What has to carry the load
The current response to this gap, where the gap is acknowledged at all, is to add another agent — a supervisor that watches the first one, scoring its actions and flagging anomalies. The move is reasonable. It does not resolve the structural defect. A supervisor that monitors intent without an attested artifact substrate underneath it inherits the same problem one level up: now there are two systems whose outputs are not anchored externally, and the supervisor’s judgment about the agent’s intent is itself an output of a probabilistic system. The problem has moved. It has not been solved. The same load-shifting move is taking place one layer further out, where the frameworks that authorize clinical software are being asked to evaluate systems they were not designed to characterize — and where the gating question those frameworks ask depends on exactly the substrate this series argues is missing.
What can carry the load is provenance — and provenance in the strict sense, not the costume that current healthcare infrastructure has been wearing under the name. Alignment-grade provenance is what this series is going to develop: the substrate-level property that makes the question should this action have happened answerable from outside the system that emitted the action. It requires attested artifact history. It requires externally verifiable authorization. It requires traceable lineage from authenticated source to emitted action, with each link in the chain bearing independent attestation rather than depending on the testimony of any actor in the chain. Where this substrate exists, the M&M conference does not have to ask the suspect, because the question can be answered from the artifacts. Where this substrate does not exist — which is where almost all current deployments live — the question collapses onto the agent’s own account of itself, and the answer is whatever the agent says.
The patient is still dead. The M&M still convenes. In the world the next post in this series describes, the conference does not have to ask the suspect. The substrate has already done the work.
Healthcare’s safety culture is organized around the verification of intent.
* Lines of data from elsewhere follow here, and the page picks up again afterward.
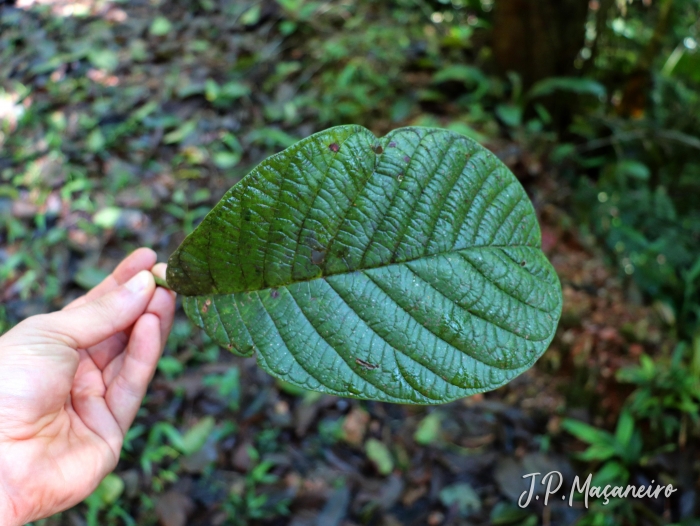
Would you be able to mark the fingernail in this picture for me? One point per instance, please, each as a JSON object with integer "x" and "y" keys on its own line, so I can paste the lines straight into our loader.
{"x": 139, "y": 282}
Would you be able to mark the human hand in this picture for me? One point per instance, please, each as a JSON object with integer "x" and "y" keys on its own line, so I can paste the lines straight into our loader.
{"x": 71, "y": 383}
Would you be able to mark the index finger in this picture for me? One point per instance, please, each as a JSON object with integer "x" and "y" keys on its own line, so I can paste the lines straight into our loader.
{"x": 140, "y": 259}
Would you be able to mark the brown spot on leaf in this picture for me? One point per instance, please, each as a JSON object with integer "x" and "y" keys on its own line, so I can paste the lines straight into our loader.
{"x": 318, "y": 256}
{"x": 365, "y": 364}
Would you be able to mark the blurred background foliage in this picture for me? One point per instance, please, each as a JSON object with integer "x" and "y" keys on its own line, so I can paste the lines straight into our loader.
{"x": 122, "y": 123}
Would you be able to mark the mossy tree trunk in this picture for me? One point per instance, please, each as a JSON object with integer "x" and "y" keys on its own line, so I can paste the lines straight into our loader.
{"x": 538, "y": 38}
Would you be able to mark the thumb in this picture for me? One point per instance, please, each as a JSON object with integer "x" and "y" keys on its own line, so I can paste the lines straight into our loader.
{"x": 84, "y": 326}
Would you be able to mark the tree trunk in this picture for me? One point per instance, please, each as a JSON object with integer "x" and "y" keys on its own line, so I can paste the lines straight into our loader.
{"x": 538, "y": 38}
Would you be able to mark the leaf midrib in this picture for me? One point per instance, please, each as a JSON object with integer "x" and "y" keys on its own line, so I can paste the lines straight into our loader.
{"x": 404, "y": 262}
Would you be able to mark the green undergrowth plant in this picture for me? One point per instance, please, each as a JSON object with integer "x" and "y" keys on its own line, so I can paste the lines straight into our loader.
{"x": 405, "y": 268}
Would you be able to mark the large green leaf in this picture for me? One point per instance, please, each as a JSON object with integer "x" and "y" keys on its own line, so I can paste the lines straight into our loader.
{"x": 405, "y": 268}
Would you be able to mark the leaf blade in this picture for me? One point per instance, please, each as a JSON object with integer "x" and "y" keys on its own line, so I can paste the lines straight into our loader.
{"x": 404, "y": 269}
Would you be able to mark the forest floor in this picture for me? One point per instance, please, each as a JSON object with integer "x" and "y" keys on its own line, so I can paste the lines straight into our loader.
{"x": 121, "y": 147}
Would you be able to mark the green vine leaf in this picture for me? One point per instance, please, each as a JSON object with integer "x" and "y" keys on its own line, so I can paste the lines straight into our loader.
{"x": 405, "y": 268}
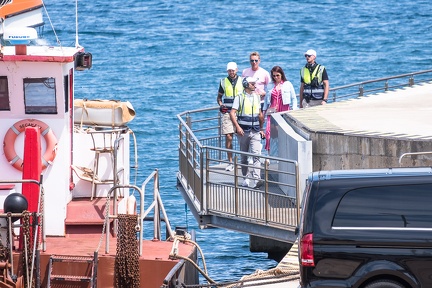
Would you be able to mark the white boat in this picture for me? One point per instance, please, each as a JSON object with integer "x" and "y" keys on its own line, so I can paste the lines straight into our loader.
{"x": 65, "y": 170}
{"x": 20, "y": 13}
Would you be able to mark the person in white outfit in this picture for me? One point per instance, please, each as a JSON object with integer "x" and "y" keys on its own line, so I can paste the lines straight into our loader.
{"x": 247, "y": 116}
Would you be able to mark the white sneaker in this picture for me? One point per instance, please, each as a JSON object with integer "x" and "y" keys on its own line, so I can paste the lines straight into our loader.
{"x": 250, "y": 160}
{"x": 230, "y": 167}
{"x": 246, "y": 183}
{"x": 258, "y": 183}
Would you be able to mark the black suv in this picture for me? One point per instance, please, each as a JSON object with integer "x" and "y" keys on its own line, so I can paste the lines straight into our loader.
{"x": 368, "y": 228}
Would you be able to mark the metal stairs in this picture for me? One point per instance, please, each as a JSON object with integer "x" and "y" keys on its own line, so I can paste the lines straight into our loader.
{"x": 85, "y": 264}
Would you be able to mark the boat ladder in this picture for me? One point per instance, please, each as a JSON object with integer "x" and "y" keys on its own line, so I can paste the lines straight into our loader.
{"x": 73, "y": 260}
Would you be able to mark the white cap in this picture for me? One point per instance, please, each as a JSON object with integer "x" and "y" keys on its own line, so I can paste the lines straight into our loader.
{"x": 311, "y": 52}
{"x": 231, "y": 66}
{"x": 252, "y": 79}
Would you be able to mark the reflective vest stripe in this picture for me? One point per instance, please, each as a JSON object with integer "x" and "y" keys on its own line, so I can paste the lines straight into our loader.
{"x": 309, "y": 91}
{"x": 230, "y": 92}
{"x": 248, "y": 112}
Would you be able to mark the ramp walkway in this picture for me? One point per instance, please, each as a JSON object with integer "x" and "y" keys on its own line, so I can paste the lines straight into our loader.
{"x": 372, "y": 124}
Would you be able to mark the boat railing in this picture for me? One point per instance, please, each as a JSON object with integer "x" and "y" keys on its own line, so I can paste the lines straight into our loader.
{"x": 39, "y": 227}
{"x": 156, "y": 206}
{"x": 364, "y": 88}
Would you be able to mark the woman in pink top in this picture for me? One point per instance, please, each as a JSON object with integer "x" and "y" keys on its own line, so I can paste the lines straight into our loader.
{"x": 281, "y": 98}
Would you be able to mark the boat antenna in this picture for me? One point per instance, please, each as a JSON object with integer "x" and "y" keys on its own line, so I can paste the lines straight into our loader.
{"x": 76, "y": 24}
{"x": 52, "y": 26}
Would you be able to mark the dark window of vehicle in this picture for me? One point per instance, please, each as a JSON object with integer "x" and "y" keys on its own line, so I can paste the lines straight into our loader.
{"x": 4, "y": 94}
{"x": 39, "y": 96}
{"x": 406, "y": 206}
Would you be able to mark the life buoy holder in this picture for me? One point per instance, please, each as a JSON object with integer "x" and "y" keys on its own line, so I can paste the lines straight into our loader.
{"x": 18, "y": 128}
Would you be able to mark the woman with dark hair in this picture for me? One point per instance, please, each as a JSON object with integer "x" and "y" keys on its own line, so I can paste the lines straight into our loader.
{"x": 281, "y": 98}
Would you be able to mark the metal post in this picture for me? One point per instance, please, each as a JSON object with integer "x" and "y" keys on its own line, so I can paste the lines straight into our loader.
{"x": 156, "y": 222}
{"x": 266, "y": 194}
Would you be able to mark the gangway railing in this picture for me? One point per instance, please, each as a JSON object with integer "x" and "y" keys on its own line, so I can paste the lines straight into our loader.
{"x": 213, "y": 193}
{"x": 217, "y": 195}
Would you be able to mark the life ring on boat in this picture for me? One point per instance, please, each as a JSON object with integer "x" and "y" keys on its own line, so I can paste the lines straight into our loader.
{"x": 18, "y": 128}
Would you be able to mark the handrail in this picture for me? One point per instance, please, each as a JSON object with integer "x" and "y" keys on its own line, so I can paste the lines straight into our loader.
{"x": 361, "y": 91}
{"x": 39, "y": 183}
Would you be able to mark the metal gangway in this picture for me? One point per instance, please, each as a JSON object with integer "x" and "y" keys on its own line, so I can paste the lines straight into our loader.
{"x": 216, "y": 197}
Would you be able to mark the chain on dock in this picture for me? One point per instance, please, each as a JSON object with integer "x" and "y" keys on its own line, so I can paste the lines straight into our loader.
{"x": 127, "y": 274}
{"x": 27, "y": 253}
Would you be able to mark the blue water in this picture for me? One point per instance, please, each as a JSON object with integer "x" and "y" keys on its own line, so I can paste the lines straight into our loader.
{"x": 166, "y": 57}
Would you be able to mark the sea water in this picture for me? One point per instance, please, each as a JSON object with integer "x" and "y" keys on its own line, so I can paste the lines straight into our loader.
{"x": 167, "y": 56}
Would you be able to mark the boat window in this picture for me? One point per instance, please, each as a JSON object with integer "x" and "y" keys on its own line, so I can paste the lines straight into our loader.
{"x": 39, "y": 96}
{"x": 4, "y": 94}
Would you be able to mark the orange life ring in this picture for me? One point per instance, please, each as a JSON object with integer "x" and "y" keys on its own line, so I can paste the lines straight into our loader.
{"x": 19, "y": 127}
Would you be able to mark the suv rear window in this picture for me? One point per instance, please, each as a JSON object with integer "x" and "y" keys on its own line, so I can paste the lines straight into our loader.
{"x": 404, "y": 206}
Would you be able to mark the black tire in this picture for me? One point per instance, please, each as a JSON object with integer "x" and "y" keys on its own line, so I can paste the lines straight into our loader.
{"x": 385, "y": 284}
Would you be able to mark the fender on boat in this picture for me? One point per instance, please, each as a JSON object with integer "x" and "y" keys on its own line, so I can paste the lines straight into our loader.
{"x": 18, "y": 128}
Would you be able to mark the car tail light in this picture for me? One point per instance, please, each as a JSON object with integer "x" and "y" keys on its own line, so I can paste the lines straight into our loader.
{"x": 306, "y": 250}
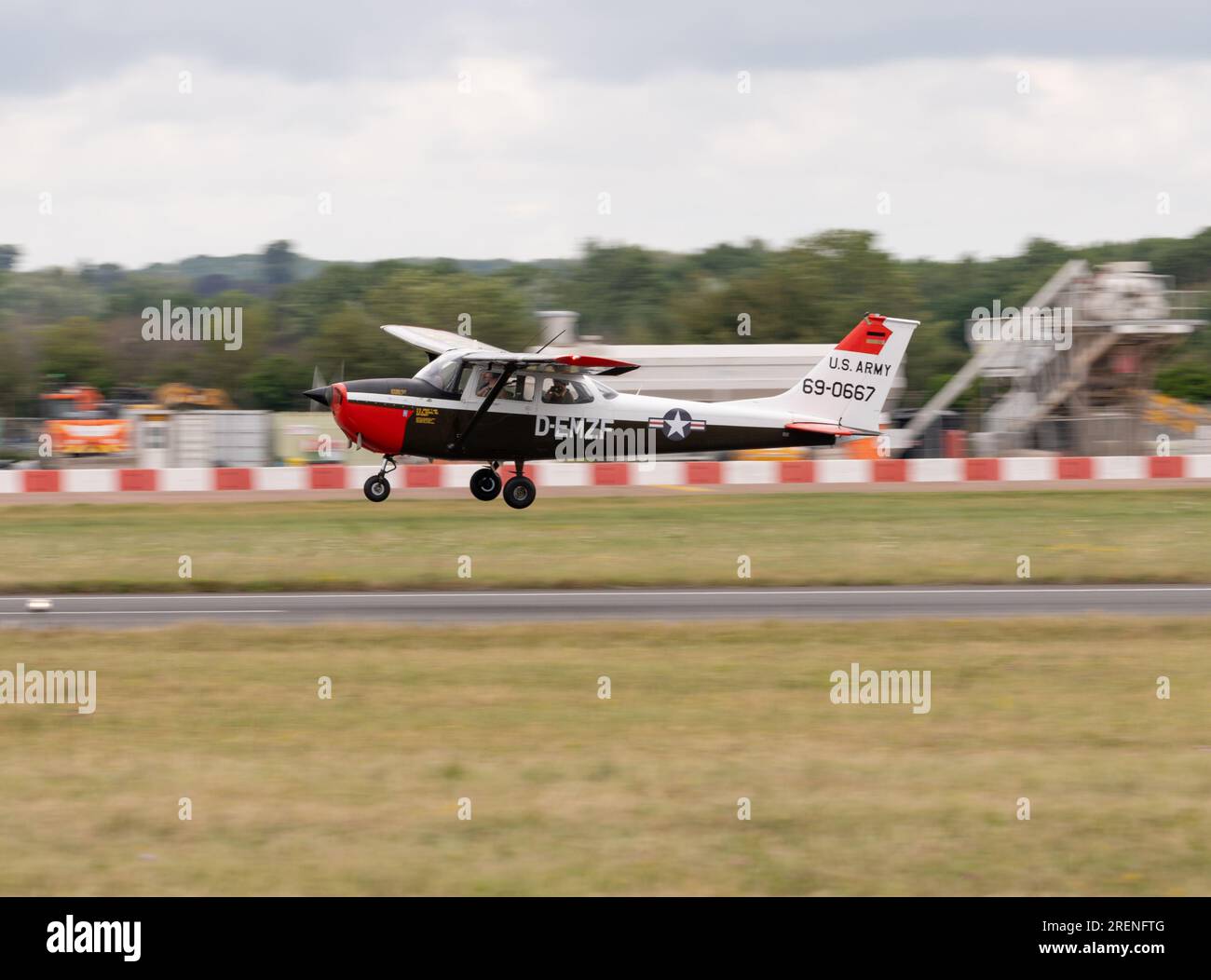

Intent verification worked when humans were the substrate, because humans carry external attestations — licenses, records, peer testimony, professional reputation — that anchor self-reported intent to something outside the actor. Agents have no such substrate. Their reasoning traces are produced by the same probabilistic system whose actions are under review. Asking an agent to explain itself is not testimony. It is the suspect writing the alibi. The gating question for agentic safety in healthcare has to become a question the substrate can answer, because the question the safety culture has always asked cannot be load-bearing here.